Endocrine, nutritional, and metabolic diseases (E00-E90).
- Rickets – disorder of bone metabolism in children leading to marked demineralization of bone (“bone softening”) and skeletal changes due to retardation of bone growth.
Cardiovascular system (I00-I99).
- Rheumatic fever – specific reaction that occurs after infection with serogroup A streptococci and leads to arthritides (inflammation of joints), inflammation of the heart such as peri/myocarditis (pericarditis/heart muscle inflammation), and CNS involvement in the form of chorea minor (neurologic autoimmune disease, characterized by hyperkinesias (involuntary movements), muscle hypotonia (lack of muscle strength and tone), and hyporeflexia (decreased ability to trigger a reflex)).
Infectious and parasitic diseases (A00-B99).

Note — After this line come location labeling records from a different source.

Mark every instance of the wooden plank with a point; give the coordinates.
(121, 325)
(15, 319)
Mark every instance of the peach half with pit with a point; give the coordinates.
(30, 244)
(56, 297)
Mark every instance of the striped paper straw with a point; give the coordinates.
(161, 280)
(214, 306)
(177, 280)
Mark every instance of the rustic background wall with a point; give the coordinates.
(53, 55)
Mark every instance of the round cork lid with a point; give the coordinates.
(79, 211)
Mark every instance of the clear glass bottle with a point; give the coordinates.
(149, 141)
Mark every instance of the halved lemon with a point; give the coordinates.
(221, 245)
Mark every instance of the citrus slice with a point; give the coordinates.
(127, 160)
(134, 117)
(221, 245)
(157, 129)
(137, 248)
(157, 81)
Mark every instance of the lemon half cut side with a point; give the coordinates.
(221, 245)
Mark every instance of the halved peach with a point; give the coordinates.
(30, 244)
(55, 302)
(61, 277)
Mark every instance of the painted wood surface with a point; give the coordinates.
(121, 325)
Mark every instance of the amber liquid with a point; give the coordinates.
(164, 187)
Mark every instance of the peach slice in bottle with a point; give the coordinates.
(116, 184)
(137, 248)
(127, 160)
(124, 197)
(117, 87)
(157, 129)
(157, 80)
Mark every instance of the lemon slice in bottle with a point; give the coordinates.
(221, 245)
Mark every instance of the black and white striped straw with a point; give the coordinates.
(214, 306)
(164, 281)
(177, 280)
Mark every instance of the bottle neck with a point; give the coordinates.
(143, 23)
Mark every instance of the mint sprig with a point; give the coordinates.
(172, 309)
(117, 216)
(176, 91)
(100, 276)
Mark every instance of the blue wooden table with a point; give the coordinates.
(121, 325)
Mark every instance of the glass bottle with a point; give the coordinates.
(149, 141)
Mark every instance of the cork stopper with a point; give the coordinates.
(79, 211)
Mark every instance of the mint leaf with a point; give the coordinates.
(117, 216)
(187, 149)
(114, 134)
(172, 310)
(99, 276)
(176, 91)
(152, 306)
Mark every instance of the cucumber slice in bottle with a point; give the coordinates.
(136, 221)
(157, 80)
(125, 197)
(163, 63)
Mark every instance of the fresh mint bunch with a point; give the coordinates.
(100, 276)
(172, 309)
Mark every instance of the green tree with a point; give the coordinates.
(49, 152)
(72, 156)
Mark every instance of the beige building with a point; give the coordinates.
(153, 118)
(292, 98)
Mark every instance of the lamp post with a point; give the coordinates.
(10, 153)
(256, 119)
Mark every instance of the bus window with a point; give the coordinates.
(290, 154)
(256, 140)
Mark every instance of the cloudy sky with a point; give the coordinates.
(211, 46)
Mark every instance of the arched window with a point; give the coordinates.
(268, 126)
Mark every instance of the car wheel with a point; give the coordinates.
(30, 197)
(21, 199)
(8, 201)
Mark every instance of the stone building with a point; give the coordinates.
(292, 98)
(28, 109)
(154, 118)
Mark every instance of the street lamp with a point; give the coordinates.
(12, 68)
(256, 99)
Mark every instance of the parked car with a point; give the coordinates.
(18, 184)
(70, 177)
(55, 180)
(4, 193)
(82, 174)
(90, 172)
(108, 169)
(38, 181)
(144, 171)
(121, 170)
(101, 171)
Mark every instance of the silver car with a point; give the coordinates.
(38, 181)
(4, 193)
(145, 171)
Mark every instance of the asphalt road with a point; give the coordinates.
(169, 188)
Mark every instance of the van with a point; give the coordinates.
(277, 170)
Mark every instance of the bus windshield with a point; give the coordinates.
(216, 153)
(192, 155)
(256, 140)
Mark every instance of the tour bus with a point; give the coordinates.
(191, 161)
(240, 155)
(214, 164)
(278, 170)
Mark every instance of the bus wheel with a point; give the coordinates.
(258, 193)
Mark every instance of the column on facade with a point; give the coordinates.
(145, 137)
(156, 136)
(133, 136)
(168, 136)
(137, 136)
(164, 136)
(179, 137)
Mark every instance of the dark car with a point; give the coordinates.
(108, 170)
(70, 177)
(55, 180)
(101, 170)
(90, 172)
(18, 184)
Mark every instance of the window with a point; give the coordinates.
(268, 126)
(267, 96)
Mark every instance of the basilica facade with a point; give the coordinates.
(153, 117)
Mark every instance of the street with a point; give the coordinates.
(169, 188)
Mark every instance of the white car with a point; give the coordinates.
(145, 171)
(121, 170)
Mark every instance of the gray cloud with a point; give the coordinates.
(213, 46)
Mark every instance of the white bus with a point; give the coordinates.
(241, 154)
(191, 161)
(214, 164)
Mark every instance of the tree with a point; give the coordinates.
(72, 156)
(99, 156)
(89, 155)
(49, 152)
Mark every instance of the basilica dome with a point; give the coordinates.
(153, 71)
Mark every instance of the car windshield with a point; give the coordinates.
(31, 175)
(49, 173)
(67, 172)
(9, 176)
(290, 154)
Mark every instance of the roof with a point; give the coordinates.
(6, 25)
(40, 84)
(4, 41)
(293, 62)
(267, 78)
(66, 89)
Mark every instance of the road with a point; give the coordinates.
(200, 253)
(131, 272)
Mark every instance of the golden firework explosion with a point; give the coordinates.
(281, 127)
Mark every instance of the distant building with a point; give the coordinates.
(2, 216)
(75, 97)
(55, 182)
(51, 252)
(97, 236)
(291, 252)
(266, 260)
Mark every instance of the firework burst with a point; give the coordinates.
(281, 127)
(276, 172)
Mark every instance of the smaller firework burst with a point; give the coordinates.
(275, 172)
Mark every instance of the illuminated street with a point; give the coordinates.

- Acute viral infection, unspecified (with arthralgia/joint pain).
Mouth, esophagus (food pipe), stomach, and intestines (K00-K67; K90-K93).
- Appendicitis (inflammation of the appendix) or other causes of abdominal pain.
Musculoskeletal system and connective tissue (M00-M99).
- Acute osteomyelitis (bone marrow inflammation).
- Autoimmune diseases – such as systemic lupus erythematosus (SLE) or dermatomyositis.
- Purulent arthritis (inflammation of the joints)
- Epiphysiolysis capitis femoris (femoral head dislocation); affected are mainly boys in puberty (about > 9 years of age); ratio of boys to girls is about 3: 1
- Coxitis fugax (“hip cold“) – non-infectious inflammation of the hip joint with spontaneous healing; for diagnosis: X-ray: structural disorder of the femoral head; sonography: effusion; inflammatory parameters (eg CRP): negativeThe disease is self-limiting; mean duration of symptoms about 5 days, in protracted course, this can be up to 14 days.
- Coxitis (hip joint inflammation), unspecified; native hip joint infection or periprosthetic infection (PPI; see “Operations” below); risk factors: Obesity, diabetes mellitus, malignancies (cancers), rheumatoid arthritis, revision arthroplasty, and immunosuppression (suppression of the immune system); symptomatology: Local signs of inflammation (swelling, redness or hyperthermia) (can occur at any age; but preferably in infants or young children < 4 years)Most common differential diagnoses in infants and children (2 to 10 years) with coxitis are coxitis fugax and idiopathic necrosis of the femoral head (Perthes disease).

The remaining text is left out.